Selasa, 26 Mei 2015

Setelah Energi Fosil

Setelah Energi Fosil

Sudirman Said  ;  Menteri Energi dan Sumber Daya Mineral
REPUBLIKA, 04 Mei 2015


                                                                                                                                                           
                                                
Sebanyak 80 persen produksi saat ini diambil dari lapangan tua yang ditemukan sebelum 1980. Batu bara kita memang masih cukup, tetapi tetap saja akan surut cadangannya.

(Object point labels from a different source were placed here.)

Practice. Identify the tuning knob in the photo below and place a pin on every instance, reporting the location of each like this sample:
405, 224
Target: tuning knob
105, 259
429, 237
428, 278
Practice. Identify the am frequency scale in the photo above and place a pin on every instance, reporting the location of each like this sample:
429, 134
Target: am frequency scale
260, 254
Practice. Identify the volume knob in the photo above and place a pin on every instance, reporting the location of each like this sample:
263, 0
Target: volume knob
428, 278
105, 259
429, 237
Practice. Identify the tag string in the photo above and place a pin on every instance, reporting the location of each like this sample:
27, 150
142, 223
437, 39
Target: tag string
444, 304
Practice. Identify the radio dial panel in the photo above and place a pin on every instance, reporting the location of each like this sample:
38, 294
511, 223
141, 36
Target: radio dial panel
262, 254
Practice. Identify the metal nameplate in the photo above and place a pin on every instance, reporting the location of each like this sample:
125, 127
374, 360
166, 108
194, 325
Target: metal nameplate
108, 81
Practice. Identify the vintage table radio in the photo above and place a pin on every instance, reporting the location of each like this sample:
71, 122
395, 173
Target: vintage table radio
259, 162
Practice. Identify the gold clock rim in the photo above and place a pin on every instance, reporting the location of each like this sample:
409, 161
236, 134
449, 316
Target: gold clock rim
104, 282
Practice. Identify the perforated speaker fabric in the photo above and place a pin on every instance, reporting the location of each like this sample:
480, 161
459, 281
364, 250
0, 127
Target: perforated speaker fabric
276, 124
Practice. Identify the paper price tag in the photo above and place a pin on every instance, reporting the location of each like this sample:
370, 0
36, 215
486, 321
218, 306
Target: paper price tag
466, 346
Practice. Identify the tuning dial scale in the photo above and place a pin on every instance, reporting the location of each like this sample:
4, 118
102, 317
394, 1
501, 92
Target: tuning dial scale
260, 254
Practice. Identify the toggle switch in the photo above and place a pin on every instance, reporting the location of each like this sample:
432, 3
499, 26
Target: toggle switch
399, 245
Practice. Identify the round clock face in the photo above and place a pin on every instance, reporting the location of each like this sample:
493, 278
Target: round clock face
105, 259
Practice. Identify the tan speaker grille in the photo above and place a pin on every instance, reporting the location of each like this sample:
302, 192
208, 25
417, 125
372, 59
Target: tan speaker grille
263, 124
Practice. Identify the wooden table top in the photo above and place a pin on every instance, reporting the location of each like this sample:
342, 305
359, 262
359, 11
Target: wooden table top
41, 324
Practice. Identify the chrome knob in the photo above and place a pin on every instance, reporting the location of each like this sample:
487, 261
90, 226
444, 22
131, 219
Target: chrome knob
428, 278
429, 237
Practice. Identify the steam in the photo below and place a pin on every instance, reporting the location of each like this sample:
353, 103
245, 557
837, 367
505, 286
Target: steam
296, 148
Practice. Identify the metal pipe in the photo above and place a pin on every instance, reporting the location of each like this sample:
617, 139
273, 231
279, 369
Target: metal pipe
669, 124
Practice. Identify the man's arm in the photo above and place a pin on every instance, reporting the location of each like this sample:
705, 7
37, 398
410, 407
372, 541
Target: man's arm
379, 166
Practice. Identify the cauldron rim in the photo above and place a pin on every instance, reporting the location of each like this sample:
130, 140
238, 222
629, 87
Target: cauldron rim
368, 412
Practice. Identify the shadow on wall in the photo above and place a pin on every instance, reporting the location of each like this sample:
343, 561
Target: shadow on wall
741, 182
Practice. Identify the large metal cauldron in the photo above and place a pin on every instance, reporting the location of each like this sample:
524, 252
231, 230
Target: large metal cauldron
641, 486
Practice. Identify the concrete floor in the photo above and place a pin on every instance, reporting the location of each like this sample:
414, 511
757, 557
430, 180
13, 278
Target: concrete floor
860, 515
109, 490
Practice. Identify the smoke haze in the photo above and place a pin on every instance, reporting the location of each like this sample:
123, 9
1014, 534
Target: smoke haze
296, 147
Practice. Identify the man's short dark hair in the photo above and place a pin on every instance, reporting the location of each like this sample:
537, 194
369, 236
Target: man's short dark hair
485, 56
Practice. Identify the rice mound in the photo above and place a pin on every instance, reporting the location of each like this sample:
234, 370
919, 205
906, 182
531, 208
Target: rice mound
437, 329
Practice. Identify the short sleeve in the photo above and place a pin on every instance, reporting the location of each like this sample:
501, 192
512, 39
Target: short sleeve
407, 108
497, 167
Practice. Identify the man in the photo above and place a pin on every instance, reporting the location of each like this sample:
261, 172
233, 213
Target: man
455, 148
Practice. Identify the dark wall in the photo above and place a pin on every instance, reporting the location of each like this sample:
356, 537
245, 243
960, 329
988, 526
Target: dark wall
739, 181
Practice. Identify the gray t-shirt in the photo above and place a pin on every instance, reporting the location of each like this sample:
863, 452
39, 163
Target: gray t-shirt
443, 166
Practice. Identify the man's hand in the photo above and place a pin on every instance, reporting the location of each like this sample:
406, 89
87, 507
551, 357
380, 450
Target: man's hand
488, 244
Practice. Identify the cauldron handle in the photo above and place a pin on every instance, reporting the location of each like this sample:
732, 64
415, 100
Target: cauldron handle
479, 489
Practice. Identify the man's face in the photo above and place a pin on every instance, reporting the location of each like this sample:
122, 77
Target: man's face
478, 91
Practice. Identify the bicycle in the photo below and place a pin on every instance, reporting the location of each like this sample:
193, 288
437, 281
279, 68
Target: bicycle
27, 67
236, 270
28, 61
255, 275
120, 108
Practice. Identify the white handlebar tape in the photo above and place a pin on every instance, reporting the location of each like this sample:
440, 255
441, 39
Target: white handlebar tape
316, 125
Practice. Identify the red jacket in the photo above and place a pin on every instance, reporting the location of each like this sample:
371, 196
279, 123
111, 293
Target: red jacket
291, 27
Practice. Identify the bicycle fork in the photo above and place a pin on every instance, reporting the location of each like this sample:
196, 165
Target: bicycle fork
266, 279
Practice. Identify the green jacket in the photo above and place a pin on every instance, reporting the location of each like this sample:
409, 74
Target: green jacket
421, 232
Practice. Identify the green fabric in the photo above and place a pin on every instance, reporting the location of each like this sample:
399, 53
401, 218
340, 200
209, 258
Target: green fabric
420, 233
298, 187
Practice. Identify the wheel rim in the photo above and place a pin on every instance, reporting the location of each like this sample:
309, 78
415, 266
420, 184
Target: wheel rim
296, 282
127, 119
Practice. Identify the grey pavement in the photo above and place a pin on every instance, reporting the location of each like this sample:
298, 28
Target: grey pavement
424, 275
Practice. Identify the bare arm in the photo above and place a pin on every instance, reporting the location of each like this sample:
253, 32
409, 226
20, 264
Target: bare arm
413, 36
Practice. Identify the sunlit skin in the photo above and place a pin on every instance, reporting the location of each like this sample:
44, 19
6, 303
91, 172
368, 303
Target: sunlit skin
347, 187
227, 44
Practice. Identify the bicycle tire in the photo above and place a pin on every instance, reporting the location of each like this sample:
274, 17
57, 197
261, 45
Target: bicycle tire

Di Tanah Air, minyak sudah terkuras lebih dari 130 tahun lampau sejak pengeboran di Telaga Said, Sumatra Utara. Pengeboran di bawah NV Koninglijke Nederlansche Maatschappij tot Exploitatie van Petroleumbronnen in Nederlandsch Indie—belakangan menjadi the Royal Dutch/BPM dan sekarang perusahaan raksasa Shell—itu dilakukan pada 1884.

Masa keemasan produksi minyak Indonesia telah lewat. Tercatat dua kali puncak tertinggi produksi minyak Indonesia, yakni pada 1977 (1,6 juta barel per hari) dan 1991 (1,58 juta barel per hari)—bandingkan dengan produksi saat ini yang mendekati 800 ribu barel per hari. Di antara kedua puncak itu, produksinya fluktuatif.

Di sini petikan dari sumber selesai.